Safewords | An essential Part of BDSM

What is a safe word?

Wikipedia definition: In BDSM, safewords are a series of codes or other signals used to communicate their physical or emotional state, usually when approaching or crossing physical and emotional limits.

In other words, I give you the power to control me and dominate me according to your ideas, then I must have the power to stop at any time, so that we are still equal in the macro sense.

Is a safeword necessary?

If you know your partner better than their own folks, better than a parasite in their gut, then you can ditch the safe word. Now, putting aside whether that's even possible – let's just assume it is for a second. Would you really not need a safe word then?

I remember this one time with my ex, Jax. I mean, I knew Jax was tough as nails. I'd be screaming bloody murder from something that was just a warm-up for them. Their pain tolerance was off the charts, seriously.

But then, one time, I barely gave Jax the first slap – nothing heavy, just a casual tap for us. And immediately, he yelled the safe word. I was thrown for a loop because normally, that's just baseline for us.

Turns out, when my hand connected, Jax had just slightly opened his mouth, and the impact made them bite their tongue. From the outside, I saw nothing. There was no way I would have known about that kind of unexpected situation unless they used the safe word to tell me.

So, even with all that deep understanding, sometimes stuff happens that you just can't see or anticipate.

A safe word is largely about managing the stuff you can't see coming. Like, no matter how deeply you understand someone, there are always going to be those curveballs thrown your way.

Unless, you're Doctor Strange chilling with the Time Stone, mapping out all 14,000,605 possible outcomes. If that's you, then, hey, my bad, you do you! But for the rest of us regular folks, that safe word is seriously our best bet for a safety net.do I have a safeword?

Why can’t we just use “Stop!” as the safe word?

You know that old line, "When she says no, she means yes"? It's a joke, of course, but honestly, you see shades of it, even in BDSM.

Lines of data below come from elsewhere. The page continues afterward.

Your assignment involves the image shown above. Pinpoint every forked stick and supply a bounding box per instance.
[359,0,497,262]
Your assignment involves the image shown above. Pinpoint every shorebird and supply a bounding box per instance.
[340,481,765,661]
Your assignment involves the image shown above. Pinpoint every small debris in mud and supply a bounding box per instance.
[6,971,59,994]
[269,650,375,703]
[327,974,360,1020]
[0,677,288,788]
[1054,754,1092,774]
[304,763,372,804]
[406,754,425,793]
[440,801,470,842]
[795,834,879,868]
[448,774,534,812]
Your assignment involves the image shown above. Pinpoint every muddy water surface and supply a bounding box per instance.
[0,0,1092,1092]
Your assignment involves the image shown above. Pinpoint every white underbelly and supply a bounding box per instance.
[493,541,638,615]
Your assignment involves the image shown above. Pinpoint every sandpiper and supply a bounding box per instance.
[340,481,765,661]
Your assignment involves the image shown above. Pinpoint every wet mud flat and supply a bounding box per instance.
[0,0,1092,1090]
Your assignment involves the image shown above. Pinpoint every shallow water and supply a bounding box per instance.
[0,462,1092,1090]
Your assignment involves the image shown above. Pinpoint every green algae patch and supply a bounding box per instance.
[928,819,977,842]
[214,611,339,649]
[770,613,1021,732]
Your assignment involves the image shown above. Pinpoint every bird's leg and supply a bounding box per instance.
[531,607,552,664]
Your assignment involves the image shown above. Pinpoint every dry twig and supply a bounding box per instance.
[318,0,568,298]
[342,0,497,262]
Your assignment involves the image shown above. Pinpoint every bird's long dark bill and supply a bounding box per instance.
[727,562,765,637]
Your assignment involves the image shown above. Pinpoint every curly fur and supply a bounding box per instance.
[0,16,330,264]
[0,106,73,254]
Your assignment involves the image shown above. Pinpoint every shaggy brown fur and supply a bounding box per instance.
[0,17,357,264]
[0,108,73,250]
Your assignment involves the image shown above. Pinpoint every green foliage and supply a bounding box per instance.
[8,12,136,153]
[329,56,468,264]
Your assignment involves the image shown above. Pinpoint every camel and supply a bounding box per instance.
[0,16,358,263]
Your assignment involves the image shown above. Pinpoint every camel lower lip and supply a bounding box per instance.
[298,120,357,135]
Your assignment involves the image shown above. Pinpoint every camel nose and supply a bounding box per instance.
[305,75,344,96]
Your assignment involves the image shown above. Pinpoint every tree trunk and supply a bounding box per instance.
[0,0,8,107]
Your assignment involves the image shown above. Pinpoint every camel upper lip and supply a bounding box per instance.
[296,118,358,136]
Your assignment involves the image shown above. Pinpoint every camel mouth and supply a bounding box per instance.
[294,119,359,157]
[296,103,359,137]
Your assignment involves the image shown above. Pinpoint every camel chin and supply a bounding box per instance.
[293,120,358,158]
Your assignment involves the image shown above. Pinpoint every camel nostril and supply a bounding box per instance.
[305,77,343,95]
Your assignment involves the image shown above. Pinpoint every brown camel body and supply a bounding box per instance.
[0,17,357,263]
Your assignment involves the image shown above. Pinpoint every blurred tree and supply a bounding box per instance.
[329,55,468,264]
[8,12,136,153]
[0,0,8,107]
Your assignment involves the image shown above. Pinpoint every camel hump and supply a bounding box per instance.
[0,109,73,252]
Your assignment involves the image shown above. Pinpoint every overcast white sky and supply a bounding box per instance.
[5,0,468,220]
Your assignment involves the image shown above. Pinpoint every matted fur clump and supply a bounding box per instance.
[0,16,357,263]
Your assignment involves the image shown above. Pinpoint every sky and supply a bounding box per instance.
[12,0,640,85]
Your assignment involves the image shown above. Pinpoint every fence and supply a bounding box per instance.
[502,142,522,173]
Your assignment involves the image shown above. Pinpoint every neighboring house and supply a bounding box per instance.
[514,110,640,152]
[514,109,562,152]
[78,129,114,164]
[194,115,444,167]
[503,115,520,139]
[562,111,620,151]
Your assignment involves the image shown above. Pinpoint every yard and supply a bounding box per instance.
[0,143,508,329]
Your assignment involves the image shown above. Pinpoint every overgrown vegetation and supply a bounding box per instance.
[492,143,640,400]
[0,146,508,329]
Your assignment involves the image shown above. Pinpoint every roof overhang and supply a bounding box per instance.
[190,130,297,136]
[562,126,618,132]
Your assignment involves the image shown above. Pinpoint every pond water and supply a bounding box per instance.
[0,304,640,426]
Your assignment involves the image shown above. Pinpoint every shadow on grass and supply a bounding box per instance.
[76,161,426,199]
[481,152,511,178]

Sometimes, with intense pain or pleasure, people get hit with a rush of endorphins. They're loving it, totally comfortable, and want more, but they're still yelling "No!" or "Stop!"

Psychologists actually call this consensual non-consent. Wild, right?

So, imagine an old married couple trying to spice things up. They agree to "play act" a rough scenario – one pretends to "rape," the other "resists." Both know it's not real; the "no" is part of the game.

But here's the catch: what if someone goes too far? That's when a "no" becomes genuine. A real "no" means stop immediately because the pain isn't fun anymore; it's actual distress.

See, the first "no" has no real meaning, but the second one is a hard stop. That's why using words like "No!" or "Stop!" as a safe word is super confusing. You need something clear and distinct for your safe word.

Some common safe words

Here's a universally recognized safe word system I'd definitely recommend: the traffic light system, or CNC rules. It's super simple and uses three colors to signal how the passive partner is feeling:

•Red: This means everything stops, right now. No questions asked, no hesitation.

Yellow: This is your "slow down" or "take a breather" signal. Maybe things are a bit too intense, or they just need a moment to collect themselves.

•Green: All clear! Keep going, everything's good.

traffic lights

The beauty of this system is that the passive person can call out the color at any time, and the active person can also check in by asking, "What color are you?"

The huge upside here is that it's not just an "on" or "off" switch. That yellow signal provides a crucial middle ground, allowing for adjustments and breaks before things ever get to a "red" situation. It's all about communication and making sure everyone's comfortable and safe.